After playing around for the camera, it was time for some serious business of making the ascent of this huge dune. I seriously didn’t think that the Commander had it in it to go the distance in tackling the quite steep angles of golden sand shimmering in the evening sun. And I thought that yes, maybe this would show the boss that the Commander was not all that good for all his bragging.

Well, to cut things short, it was me who had the egg on his face as the Commander, making full use of its 500 Nm of torque, quite literally sailed over the inclines to make a mockery of the steep slope. And it did time after time…turning my resoluteness to smother it into one of genuine admiration in the way it behaved. Trying to break the Commander, I found myself broken. Well, it was just another day in the office – an enjoyable one at that! Thank you.

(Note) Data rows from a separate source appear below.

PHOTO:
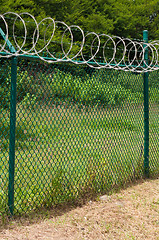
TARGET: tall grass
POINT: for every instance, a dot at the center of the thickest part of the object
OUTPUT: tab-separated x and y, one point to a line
75	133
62	152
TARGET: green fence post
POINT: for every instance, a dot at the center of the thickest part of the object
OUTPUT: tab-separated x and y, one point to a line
12	134
146	110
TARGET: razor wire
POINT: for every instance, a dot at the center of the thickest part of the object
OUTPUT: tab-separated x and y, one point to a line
114	52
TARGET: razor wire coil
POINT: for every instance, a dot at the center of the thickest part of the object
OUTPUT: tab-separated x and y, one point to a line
124	53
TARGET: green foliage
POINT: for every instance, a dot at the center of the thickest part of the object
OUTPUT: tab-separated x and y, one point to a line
121	17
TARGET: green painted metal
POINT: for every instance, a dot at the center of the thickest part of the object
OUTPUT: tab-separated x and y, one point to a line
78	130
146	111
12	134
12	125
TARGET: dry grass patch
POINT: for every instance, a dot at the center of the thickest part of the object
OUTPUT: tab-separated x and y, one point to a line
132	213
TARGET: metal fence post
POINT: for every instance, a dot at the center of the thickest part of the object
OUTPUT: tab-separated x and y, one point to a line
12	134
146	109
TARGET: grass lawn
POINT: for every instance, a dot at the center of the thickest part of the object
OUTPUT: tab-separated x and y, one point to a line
63	152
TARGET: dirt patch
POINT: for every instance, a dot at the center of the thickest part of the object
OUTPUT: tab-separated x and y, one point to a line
133	213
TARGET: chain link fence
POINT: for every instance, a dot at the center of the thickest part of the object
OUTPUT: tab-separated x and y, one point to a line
79	131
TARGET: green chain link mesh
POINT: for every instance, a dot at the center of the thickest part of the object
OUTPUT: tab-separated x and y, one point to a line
5	80
78	131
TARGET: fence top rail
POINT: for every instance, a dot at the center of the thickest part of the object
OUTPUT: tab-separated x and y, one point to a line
54	41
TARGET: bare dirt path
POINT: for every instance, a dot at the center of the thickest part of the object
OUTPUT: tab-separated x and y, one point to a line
133	213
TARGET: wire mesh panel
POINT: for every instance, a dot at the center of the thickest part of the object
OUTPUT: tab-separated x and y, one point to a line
5	69
154	123
78	130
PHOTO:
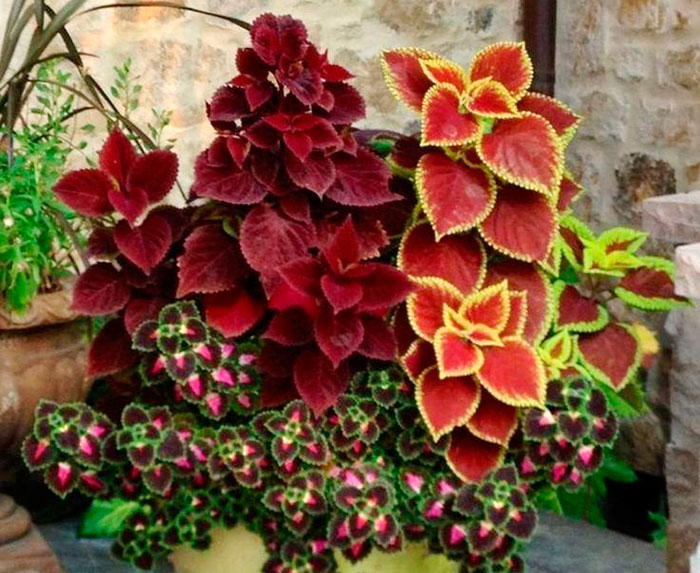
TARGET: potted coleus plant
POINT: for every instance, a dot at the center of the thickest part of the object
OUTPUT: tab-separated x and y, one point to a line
348	341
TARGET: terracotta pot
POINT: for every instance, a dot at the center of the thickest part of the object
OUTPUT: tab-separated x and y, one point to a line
241	551
42	355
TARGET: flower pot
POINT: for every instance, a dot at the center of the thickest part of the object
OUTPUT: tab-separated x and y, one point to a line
241	551
42	355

So, while the power, dynamic ability of the suspension and chassis definitely made me appreciate the Commander, I do feel that the looks of this latest Jeep are a bit of a downer – for me at least. Others do like the boxy, butch appearance which is as subtle as a professional wrestler from the WWE. But then, Yank tanks aren’t really known for their humility, their imposing stature and so the Commander feels pretty patriotically apt given its lineage and the self confident nameplate.

For: powerful Hemi engine; good suspension and chassis; reasonably good manners on tarmac; fantastic performance off-road.

Against: Interior aesthetics; exterior styling, quality of plastics.